32nd Attorney General of Idaho
- In office January 6, 2003 – January 2, 2023
- Governor: Dirk Kempthorne Jim Risch Butch Otter Brad Little
- Preceded by: Al Lance
- Succeeded by: Raúl Labrador

Personal details
- Born: Lawrence Garth Wasden November 3, 1957 (age 68)
- Party: Republican
- Spouse: Tracey Wasden
- Children: 4
- Education: Brigham Young University (BA) University of Idaho (JD)

= Lawrence Wasden =

American politician

Lawrence Garth Wasden (born November 3, 1957) is an American attorney and politician who served as the Idaho Attorney General from 2003 to 2023. First elected in 2002, he was the longest-serving attorney general in Idaho history. Wasden was re-elected four more times before being defeated in the 2022 Republican primary by Raúl Labrador.

==Education==
Wasden earned a Bachelor of Arts degree from Brigham Young University in 1982 and a Juris Doctor from the University of Idaho College of Law in 1985.

==Career==
Wasden was admitted to the Idaho State Bar in 1985. He served as deputy prosecuting attorney in Canyon County, Idaho and prosecuting attorney in Owyhee County, Idaho. Wasden later served as chief of staff and deputy chief of staff to the Idaho attorney general and as a deputy attorney general for the Idaho State Tax Commission.

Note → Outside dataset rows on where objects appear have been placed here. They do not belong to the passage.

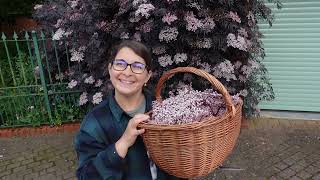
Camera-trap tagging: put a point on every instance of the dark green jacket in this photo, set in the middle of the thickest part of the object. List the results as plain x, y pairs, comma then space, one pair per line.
95, 146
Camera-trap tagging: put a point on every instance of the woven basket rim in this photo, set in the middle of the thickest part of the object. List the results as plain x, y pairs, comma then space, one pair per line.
192, 126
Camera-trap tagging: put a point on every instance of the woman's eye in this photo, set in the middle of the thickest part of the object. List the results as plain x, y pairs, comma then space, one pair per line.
138, 65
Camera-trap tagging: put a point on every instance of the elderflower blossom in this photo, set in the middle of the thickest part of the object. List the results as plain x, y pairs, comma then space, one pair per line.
135, 3
58, 34
226, 70
205, 43
169, 18
78, 55
98, 83
189, 106
159, 50
208, 24
180, 57
192, 22
83, 98
237, 42
144, 10
97, 98
137, 36
89, 80
168, 34
234, 16
165, 60
37, 6
73, 83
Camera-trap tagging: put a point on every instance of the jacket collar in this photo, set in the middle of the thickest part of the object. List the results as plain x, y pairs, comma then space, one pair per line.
117, 111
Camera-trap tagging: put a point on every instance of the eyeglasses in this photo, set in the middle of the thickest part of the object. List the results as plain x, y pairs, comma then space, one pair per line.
121, 65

=== Attorney general of Idaho ===
In July 2017, Texas Attorney General Ken Paxton led a group of Republican Attorneys General from nine other states, including Wasden, plus Idaho Governor Butch Otter, in threatening the Donald Trump administration that they would litigate if the president did not terminate the Deferred Action for Childhood Arrivals policy that had been implemented by President Barack Obama. Tennessee Attorney General Herbert Slatery subsequently reversed his position and withdrew his participation from the proposed suit. Slatery went further to urge passage of the DREAM Act. The other attorneys general who joined in making the threats against Trump included Steve Marshall of Alabama, Leslie Rutledge of Arkansas, Derek Schmidt of Kansas, Jeff Landry of Louisiana, Doug Peterson of Nebraska, Alan Wilson of South Carolina, and Patrick Morrisey of West Virginia.

In 2019, Wasden and 16 other A.G. declined to join a letter in support of the Secure and Fair Enforcement (SAFE) Banking Act (H.R. 1595), sponsored by U.S. Rep. Ed Perlmutter (D-Colo.), which would permit marijuana-related businesses in states and territories to use the banking system.

In 2020, Wasden declined to join the Texas v. Pennsylvania, saying "Idaho is a sovereign state and should be free to govern itself without interference from any other state. Likewise, Idaho should respect the sovereignty of its sister states."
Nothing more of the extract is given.